Berkshire Cuts U.S. Equity Roster to 26 Stocks and Holds Record Cash
The company's mid‑May 13F shows $8.1 billion of sales and concentrated new stakes that point to a more active, higher‑conviction allocation under CEO Greg Abel.
Overview
- The 13F, filed in mid‑May, showed Berkshire fully exited 16 positions that together amounted to about $8.1 billion and reduced its disclosed U.S. equity holdings to 26 stocks.
- Berkshire reported a near‑record cash balance of roughly $397 billion as of the March 31 snapshot, a war chest that limits small moves and favors large, concentrated investments.

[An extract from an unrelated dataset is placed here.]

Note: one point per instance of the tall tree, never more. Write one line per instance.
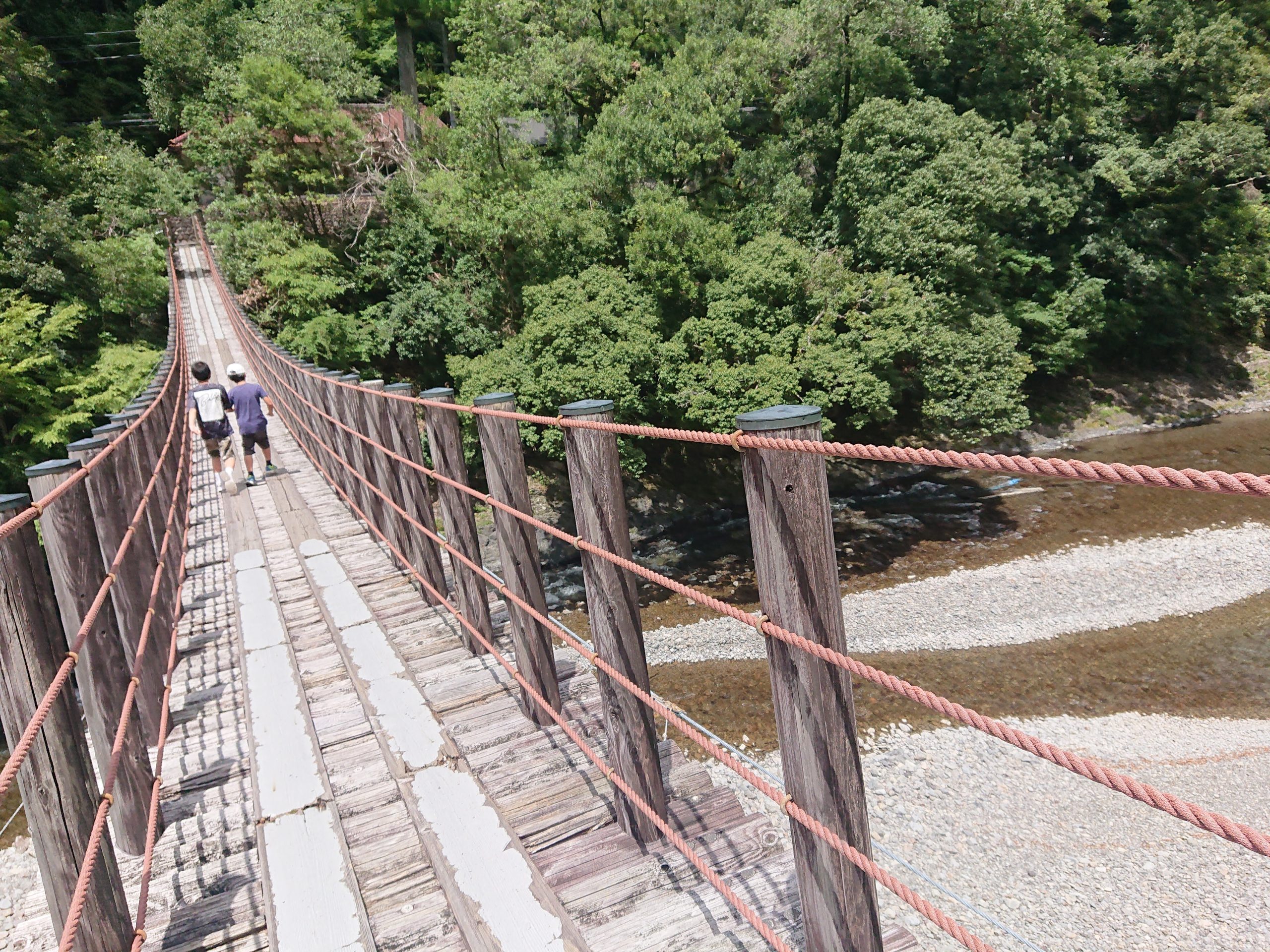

- The filing showed a much larger Alphabet position and a new roughly 6% stake in Delta Air Lines while retaining a large Bank of America holding that represented about 8% of the reported stock portfolio.
- Many of the sold stakes, including Visa, Mastercard, Amazon, UnitedHealth, Domino’s and Pool Corp., have been linked by reporters to the unwinding of positions tied to former portfolio manager Todd Combs after his move to JPMorgan.
- Analysts say the trades point to a stylistic shift toward fewer, higher‑conviction public bets under Abel but caution the 13F covers only U.S. equity holdings as of March 31 and does not show foreign shares, private investments or intra‑quarter moves, so investors should watch separate foreign filings and future disclosures for the full picture.